I’ll do a full review when I finish, but for now I want to share Abraham’s fifteen ways to build your position into a strong brand. “These points are personality building blocks that will help you position yourself, your company, and/or your product as a preeminent persona in your marketplace.”

  1. Attach the suffix “In your service” to everything you do for your clients. You are their trusted advisor for life.
  2. Don’t be afraid to say what your competition won’t. In any transaction, tell your client, “Here’s what you’re not being told.”
  3. Don’t hesitate to extol your own achievements and value — but do it in the context of the benefit it brings to the client. Practice at it, do it with humility and humanity, and make it heartfelt and graceful, not overbearing.
  4. List your flaws.
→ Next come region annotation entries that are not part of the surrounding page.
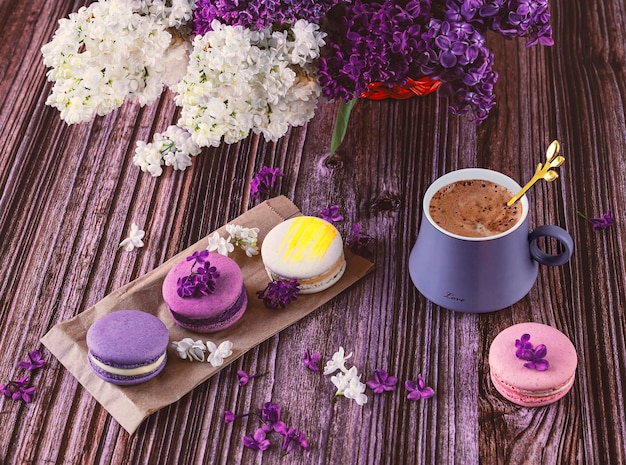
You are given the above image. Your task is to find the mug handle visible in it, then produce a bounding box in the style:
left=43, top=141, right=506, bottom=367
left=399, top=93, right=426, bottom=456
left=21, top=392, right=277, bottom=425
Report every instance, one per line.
left=528, top=224, right=574, bottom=266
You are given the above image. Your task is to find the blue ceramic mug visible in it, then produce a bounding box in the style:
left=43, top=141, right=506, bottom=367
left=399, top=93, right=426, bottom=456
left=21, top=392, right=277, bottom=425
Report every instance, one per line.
left=409, top=168, right=574, bottom=313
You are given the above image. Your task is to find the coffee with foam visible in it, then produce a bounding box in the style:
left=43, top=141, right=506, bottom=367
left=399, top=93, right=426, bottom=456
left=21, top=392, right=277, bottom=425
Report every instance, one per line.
left=429, top=179, right=522, bottom=237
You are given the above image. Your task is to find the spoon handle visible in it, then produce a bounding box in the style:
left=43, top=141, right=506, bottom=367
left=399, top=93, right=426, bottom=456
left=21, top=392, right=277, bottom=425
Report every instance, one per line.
left=506, top=163, right=543, bottom=207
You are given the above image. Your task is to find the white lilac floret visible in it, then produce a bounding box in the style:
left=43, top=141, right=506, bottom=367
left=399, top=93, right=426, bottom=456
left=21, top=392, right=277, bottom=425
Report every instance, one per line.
left=171, top=337, right=233, bottom=367
left=171, top=337, right=206, bottom=362
left=42, top=1, right=189, bottom=124
left=119, top=221, right=146, bottom=252
left=206, top=341, right=233, bottom=367
left=324, top=347, right=367, bottom=405
left=133, top=125, right=201, bottom=177
left=174, top=21, right=324, bottom=147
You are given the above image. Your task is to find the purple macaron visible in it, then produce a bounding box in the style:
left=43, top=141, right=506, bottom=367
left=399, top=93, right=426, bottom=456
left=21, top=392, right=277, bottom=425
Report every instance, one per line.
left=87, top=310, right=169, bottom=385
left=163, top=250, right=248, bottom=333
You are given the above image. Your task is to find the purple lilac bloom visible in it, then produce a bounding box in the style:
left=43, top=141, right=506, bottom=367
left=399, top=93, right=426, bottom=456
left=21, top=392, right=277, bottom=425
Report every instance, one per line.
left=250, top=166, right=284, bottom=200
left=439, top=0, right=554, bottom=47
left=346, top=223, right=374, bottom=253
left=0, top=376, right=36, bottom=404
left=404, top=375, right=435, bottom=400
left=176, top=254, right=220, bottom=299
left=365, top=370, right=398, bottom=394
left=237, top=370, right=263, bottom=386
left=224, top=410, right=250, bottom=423
left=515, top=334, right=550, bottom=371
left=241, top=428, right=270, bottom=450
left=259, top=402, right=280, bottom=425
left=256, top=279, right=299, bottom=308
left=274, top=421, right=309, bottom=453
left=418, top=19, right=498, bottom=124
left=302, top=350, right=322, bottom=371
left=319, top=0, right=430, bottom=101
left=17, top=350, right=46, bottom=371
left=13, top=386, right=36, bottom=404
left=578, top=210, right=614, bottom=231
left=193, top=0, right=347, bottom=35
left=320, top=205, right=343, bottom=223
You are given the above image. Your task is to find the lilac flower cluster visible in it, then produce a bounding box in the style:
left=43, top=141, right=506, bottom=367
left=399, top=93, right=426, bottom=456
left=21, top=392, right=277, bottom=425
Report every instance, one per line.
left=193, top=0, right=346, bottom=35
left=0, top=350, right=46, bottom=404
left=176, top=250, right=220, bottom=299
left=418, top=19, right=498, bottom=124
left=224, top=402, right=309, bottom=454
left=319, top=0, right=554, bottom=124
left=444, top=0, right=554, bottom=47
left=256, top=279, right=300, bottom=308
left=515, top=334, right=550, bottom=371
left=319, top=0, right=429, bottom=101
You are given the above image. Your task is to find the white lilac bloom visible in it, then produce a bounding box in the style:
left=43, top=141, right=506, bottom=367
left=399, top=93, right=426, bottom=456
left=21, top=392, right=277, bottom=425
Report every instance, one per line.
left=41, top=0, right=190, bottom=124
left=171, top=337, right=206, bottom=362
left=343, top=367, right=367, bottom=405
left=206, top=341, right=233, bottom=367
left=324, top=347, right=367, bottom=405
left=207, top=231, right=235, bottom=257
left=119, top=222, right=146, bottom=252
left=324, top=347, right=352, bottom=375
left=330, top=367, right=359, bottom=395
left=133, top=125, right=201, bottom=176
left=226, top=224, right=259, bottom=257
left=126, top=0, right=196, bottom=27
left=173, top=21, right=323, bottom=147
Your clients are human, and so are you. So acknowledge it. Doing so makes you real and honest in their eyes.
  5. Cultivate the habit of looking at each relationship as a long-term investment you’re making in the marketplace. It’s not a one night stand. It’s a total attitude shift.
  6. Know your strengths and weaknesses, and play to the former. The task is simple, but most people don’t do it; they get caught up trying to improve their weaknesses. No leverage there.
  7. Control your risk. But always point out the overlooked risks and dangers your marketplace is exposed to, and help your clients reduce or eliminate them.
  8. Use as much research and data as you can to make your point, prove your advantage, and demonstrate your performance. Just be sure to summarize, compare, interpret, and analyze this information so that people can appreciate and act on it.
  9. Challenge status quo thinking with a sharper, fresher perspective, a better strategy, or a clearer game plan for your market to follow.
  10. Continually add to your brand equity by doing more, caring more, contributing more.
  11. Form alliances and advisory boards.
  12. Use endorsements and testimonials properly and often. You can garner these from buyers, community influences, and press articles.
  13. Hire the best. Pay them richly. But pay them mostly on performance.
  14. If you’re invisible, you can’t become the go-to source. Make yourself, your product, or your company known. Do it impactfully. Do it with the right people. Make the impact worth the effort.
  15. Learn to project the image of true success — long before you’ve fully achieved it. It’s only a matter of time before it will occur.


The Product Management Perspective: Most of the fifteen points apply nicely to creating great products that people want to buy. Look through the list carefully and pick out three or four points where your products are the weakest. Make an effort in the next few weeks to improve in those areas. Over time, taking these specific steps will make your products preeminent in their marketplace.